Éducation

Dans les souliers des Nations Unies

De Sainte-Thérèse à New York

21 mai 2015
Simon Servant

Une quinzaine d'étudiants du Collège Lionel-Groulx ont vécu une expérience inoubliable, car ils ont récemment participé à une simulation des Nations Unies, à New York.

Pendant plus d'un an, Fabien Torres, enseignant en sociologie au collège, et Frédéric Morier, enseignant en sciences politiques, ont encadré et ont formé ces jeunes afin qu'ils puissent se mettre dans la peau de grands décideurs mondiaux, le temps d'une semaine.

Bien que les deux hommes se doutaient que cette simulation amènerait son lot de travail et une implication sans borne, les 16 heures par jour passées à échanger sur les différents aspects de la politique se seront matérialisées en une expérience inoubliable.

« En ce qui me concerne, c'est le plus gros projet pédagogique auquel j'ai participé. J'ai fait énormément de découvertes et de nouvelles connaissances. Ça m'a permis de travailler avec les étudiants et aussi mon collègue », a témoigné M. Torres.

Enrichissement immédiat

Cet événement reconnu à travers le monde offre une perspective gigantesque du travail accompli au quotidien et certains étudiants du Collège Lionel-Groulx, qui côtoyaient des étudiants plus âgés de plusieurs universités, ont peut-être trouvé leur voie pendant cette semaine.

« Au départ, je n'avais pas vraiment d'intérêt pour la politique, mais cet intérêt a débuté l'année passée. Je ne sais toujours pas pourquoi et comment ça c'est développé, mais dès que j'ai commencé ce projet, je ne pouvais plus en sortir », a affirmé Christopher, un des participants.

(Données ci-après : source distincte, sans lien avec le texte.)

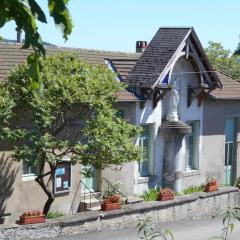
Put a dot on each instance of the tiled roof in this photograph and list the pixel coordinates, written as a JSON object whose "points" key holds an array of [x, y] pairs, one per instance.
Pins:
{"points": [[230, 89], [156, 56], [125, 96], [11, 55], [124, 66]]}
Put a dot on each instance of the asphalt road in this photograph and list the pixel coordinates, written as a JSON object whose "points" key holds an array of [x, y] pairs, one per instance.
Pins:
{"points": [[194, 230]]}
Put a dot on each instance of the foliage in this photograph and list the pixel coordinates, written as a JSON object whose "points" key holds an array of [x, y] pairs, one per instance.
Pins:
{"points": [[222, 59], [193, 189], [147, 230], [150, 195], [54, 214], [230, 216], [26, 13], [72, 115], [237, 184]]}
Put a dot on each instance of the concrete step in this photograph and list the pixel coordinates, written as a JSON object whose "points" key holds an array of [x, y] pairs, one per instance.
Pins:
{"points": [[95, 195], [94, 204]]}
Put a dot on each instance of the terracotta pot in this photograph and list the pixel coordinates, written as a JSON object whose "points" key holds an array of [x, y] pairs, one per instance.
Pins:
{"points": [[31, 219], [211, 188], [114, 199], [165, 197], [108, 206]]}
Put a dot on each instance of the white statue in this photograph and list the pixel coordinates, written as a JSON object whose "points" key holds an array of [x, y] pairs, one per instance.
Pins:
{"points": [[172, 114]]}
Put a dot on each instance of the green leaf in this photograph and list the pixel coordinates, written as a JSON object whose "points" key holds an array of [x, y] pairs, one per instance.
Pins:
{"points": [[37, 11], [58, 10]]}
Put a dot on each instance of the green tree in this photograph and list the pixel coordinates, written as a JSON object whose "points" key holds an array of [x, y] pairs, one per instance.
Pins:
{"points": [[26, 13], [222, 59], [72, 115]]}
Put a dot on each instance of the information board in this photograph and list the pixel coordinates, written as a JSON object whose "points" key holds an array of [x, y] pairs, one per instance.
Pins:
{"points": [[62, 179]]}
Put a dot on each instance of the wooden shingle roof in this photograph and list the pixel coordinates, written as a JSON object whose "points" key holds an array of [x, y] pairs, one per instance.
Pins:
{"points": [[156, 56]]}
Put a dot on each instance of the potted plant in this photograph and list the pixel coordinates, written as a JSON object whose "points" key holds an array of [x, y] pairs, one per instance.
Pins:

Les professeurs ont eux aussi pu se servir de cette expérience pour s'améliorer dans leur enseignement et se nourrir de leur aventure afin de développer de nouvelles qualités.

« Comme professeur, c'est du bonbon de se nourrir d'une expérience comme celle-là. Les enseignants ont toujours le petit défaut de constamment vouloir apprendre et en développant ces relations, ç'a m'a amené à être plus solide dans mon enseignement. C'est toute une fierté de vivre ça. À la fin, nous sommes brûlés, mais heureux », a lancé M. Morier.

Les 16 étudiants ont d'ailleurs facilité la tâche de leurs mentors grâce à leur autonomie et leur motivation. Le stress était palpable, mais ils ont décidé de prolonger les ateliers de formation entre eux.

Expérience à refaire

Il n'en fut pas une tasse de thé de trouver des étudiants intéressés à participer à ce projet, même si c'est ouvert à tous les programmes, mais l'expérience sera définitivement à refaire.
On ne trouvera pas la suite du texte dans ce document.